Example output from nvidia-smi:

NVIDIA-SMI 576.57               Driver Version: 576.57         CUDA Version: 12.9
+---------------------------------------+------------------------+----------------------+
| GPU  Name                Driver-Model | Bus-Id          Disp.A | Volatile Uncorr.

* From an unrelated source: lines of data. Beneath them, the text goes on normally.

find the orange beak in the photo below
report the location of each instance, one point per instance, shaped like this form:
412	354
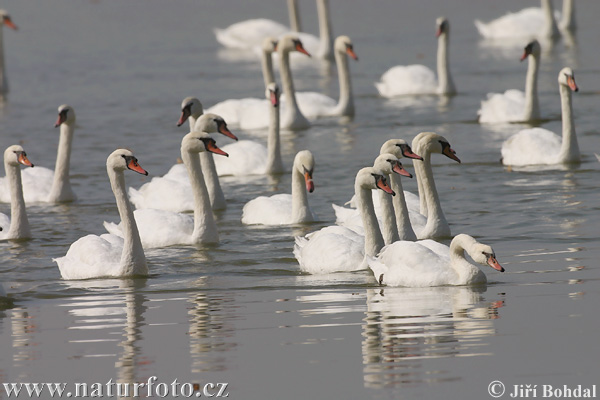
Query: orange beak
22	159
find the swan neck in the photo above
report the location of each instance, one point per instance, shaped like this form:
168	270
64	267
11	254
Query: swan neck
274	163
19	224
325	33
133	260
569	150
445	82
405	230
61	186
204	221
373	239
346	100
532	107
294	15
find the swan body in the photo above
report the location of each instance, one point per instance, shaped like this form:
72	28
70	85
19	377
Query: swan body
43	184
337	248
172	191
529	23
541	146
515	105
419	79
17	227
109	255
427	263
285	209
5	20
252	158
160	228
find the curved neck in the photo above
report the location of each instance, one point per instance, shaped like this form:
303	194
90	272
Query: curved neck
274	163
532	106
205	228
295	25
19	224
325	35
405	230
373	239
550	28
217	198
267	67
345	106
300	210
133	260
445	82
569	150
61	186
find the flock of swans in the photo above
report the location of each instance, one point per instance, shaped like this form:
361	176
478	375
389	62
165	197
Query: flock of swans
386	229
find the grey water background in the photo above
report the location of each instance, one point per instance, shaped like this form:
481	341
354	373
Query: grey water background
241	312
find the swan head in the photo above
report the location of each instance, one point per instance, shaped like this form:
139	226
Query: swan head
389	163
15	155
122	159
272	93
190	107
211	123
431	142
399	148
197	142
289	43
269	45
532	49
566	77
6	20
371	178
304	162
443	26
343	45
66	115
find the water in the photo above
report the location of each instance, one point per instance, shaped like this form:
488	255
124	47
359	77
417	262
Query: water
241	312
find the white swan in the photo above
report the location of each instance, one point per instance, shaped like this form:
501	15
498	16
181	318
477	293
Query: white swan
43	184
419	79
529	23
515	105
17	226
252	158
109	255
541	146
5	20
427	263
160	228
285	209
173	191
252	113
337	248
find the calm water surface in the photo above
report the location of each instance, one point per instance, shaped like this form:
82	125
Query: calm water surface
241	312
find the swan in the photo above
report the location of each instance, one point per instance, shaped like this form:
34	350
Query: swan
514	105
17	226
285	209
401	227
43	184
173	191
5	20
252	158
109	255
419	79
529	23
337	248
251	113
541	146
427	263
160	228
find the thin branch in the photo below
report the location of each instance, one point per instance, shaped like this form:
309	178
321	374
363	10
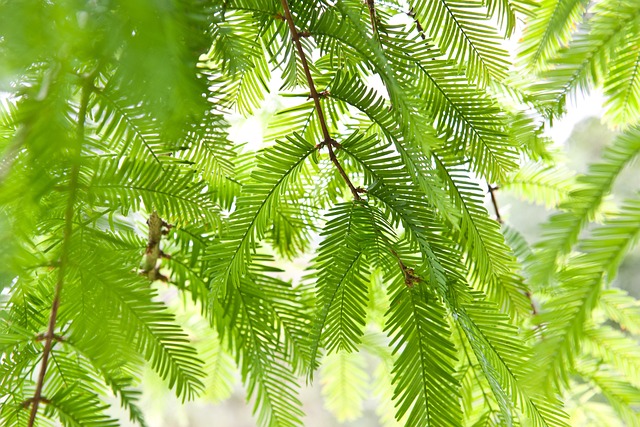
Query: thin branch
410	276
64	256
372	16
329	142
494	201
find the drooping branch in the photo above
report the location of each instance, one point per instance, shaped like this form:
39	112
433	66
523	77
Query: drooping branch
329	142
50	336
494	201
372	15
157	228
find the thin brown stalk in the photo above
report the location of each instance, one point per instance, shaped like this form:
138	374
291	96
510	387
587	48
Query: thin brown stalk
50	336
372	15
494	202
329	142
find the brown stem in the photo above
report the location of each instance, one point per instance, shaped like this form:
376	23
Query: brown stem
410	277
494	201
372	16
49	337
328	141
412	15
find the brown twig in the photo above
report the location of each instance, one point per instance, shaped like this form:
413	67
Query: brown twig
412	15
42	337
372	15
328	141
410	276
49	337
494	202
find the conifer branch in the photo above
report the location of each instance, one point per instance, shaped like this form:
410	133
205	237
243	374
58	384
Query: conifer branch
50	336
494	202
372	16
329	142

ECC |
| Fan  Temp   Perf        Pwr:Usage/Cap |           Memory-Usage | GPU-Util  Compute M. |
|                                       |                        |               MIG M. |
+=======================================+========================+======================+
|   0  NVIDIA GeForce GTX 1080 Ti WDDM  |   00000000:9E:00.0 Off |                  N/A |
| 20%   29C    P8           15W /  250W |     502MiB /  11264MiB |      3%      Default |
|                                       |                        |                  N/A |
+---------------------------------------+------------------------+----------------------+

Common causes include:

  • When the CUDA-version of astra-toolbox is installed on a machine that does not have a GPU.

  • When the Python-version of astra-toolbox is installed on a machine that has a GPU but does not have the correct CUDA Runtime libraries installed.

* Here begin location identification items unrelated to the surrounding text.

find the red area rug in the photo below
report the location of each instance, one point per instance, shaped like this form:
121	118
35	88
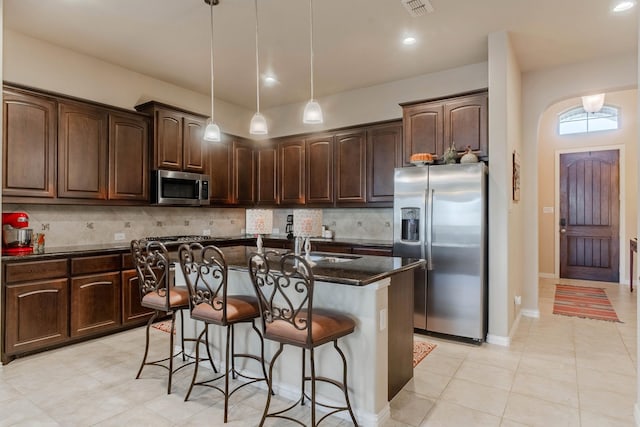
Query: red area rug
420	350
164	326
583	301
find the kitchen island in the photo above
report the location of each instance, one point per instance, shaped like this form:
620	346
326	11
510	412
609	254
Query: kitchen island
378	293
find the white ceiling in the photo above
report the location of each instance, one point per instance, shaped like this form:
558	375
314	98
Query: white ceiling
357	42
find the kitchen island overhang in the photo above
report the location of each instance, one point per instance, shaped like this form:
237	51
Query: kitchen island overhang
377	292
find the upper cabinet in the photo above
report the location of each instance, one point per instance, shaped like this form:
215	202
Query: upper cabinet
319	170
384	154
82	151
351	170
266	157
432	126
177	138
292	171
29	144
128	157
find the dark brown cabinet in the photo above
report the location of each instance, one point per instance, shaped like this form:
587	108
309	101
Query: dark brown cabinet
29	148
82	151
351	167
423	129
243	171
95	294
128	157
319	170
292	172
465	124
177	138
384	154
266	154
220	163
431	127
35	306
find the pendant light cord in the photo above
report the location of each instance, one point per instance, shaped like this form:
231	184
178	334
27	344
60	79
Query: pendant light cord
257	63
211	9
311	41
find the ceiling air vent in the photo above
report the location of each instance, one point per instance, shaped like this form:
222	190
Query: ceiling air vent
417	7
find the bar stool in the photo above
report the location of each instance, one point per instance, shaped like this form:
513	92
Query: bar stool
205	271
158	292
284	286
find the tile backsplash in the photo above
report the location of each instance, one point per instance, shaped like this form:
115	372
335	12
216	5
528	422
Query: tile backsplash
82	225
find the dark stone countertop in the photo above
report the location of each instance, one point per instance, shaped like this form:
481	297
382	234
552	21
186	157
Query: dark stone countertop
360	270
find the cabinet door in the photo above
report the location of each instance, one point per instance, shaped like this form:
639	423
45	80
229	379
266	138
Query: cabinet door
82	151
29	145
423	127
319	170
219	165
132	311
168	140
266	173
351	171
243	172
95	303
128	157
384	147
36	315
292	172
193	144
465	124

  • Possibly after upgrading from Windows 10 to Windows 11, where the CUDA device drivers are not compatible with the new OS or have been misplaced or removed.

Troubleshooting Steps

  1. Check for a CUDA-Compatible GPU

    • Visit the NVIDIA CUDA GPUs page to confirm your GPU is compatible.

    • If you do not have a compatible GPU, install the Python-version of astra-toolbox instead of the CUDA-version.

  2. Verify astra-toolbox Version

    • Run mamba list astra-toolbox in a terminal.

    • Ensure you have the correct version:

  • Python-version:

    • Pattern: astra-toolbox=2.1*=py*

    • Example: astra-toolbox=2.1*=py310h7b2d6b3_0

  • CUDA-version:

    • Pattern: astra-toolbox=2.1*=py*_cuda*

    • Example: astra-toolbox=2.1.*=py310h7b2d6b3_0_cuda105

Note

  • If you have a CUDA-compatible GPU but the Python-version of astra-toolbox is installed, you can install the CUDA-version by running the command: mamba install astra-toolbox=2.1.*=py310h7b2d6b3_0_cuda105 in a terminal.

  • If you are still experiencing this issue in the instance where you have a CUDA-compatible GPU and the CUDA-version of astra-toolbox is installed, it’s likely that the issue is related to your CUDA Runtime libraries.

  1. Check CUDA Toolkit Installation and Environment Variable

    • Run nvcc --version in a terminal to check if the CUDA Toolkit 12.9 is installed and accessible i.e. your CUDA_PATH environment variable has been set correctly.

    • If this fails, reinstall the CUDA Toolkit 12.9.

    • Set the environment variable CUDA_PATH to your CUDA installation path (e.g., C:\Program Files\NVIDIA GPU Computing Toolkit\CUDA\v12.9\bin):

      1. Use Windows Search to find and open “Edit environment variables for your account” .

      2. Click “New” under user variables.

      3. Set the variable name to CUDA_PATH and the value to your CUDA installation path.

      4. Restart your machine.

      5. Open a new terminal and run echo %CUDA_PATH% to confirm.

  2. Rebuild Your Developer Environment

    • After confirming CUDA is installed and CUDA_PATH is set, run python3 ./setup.py create_dev_env to ensure the correct astra-toolbox version and CUDA libraries are available.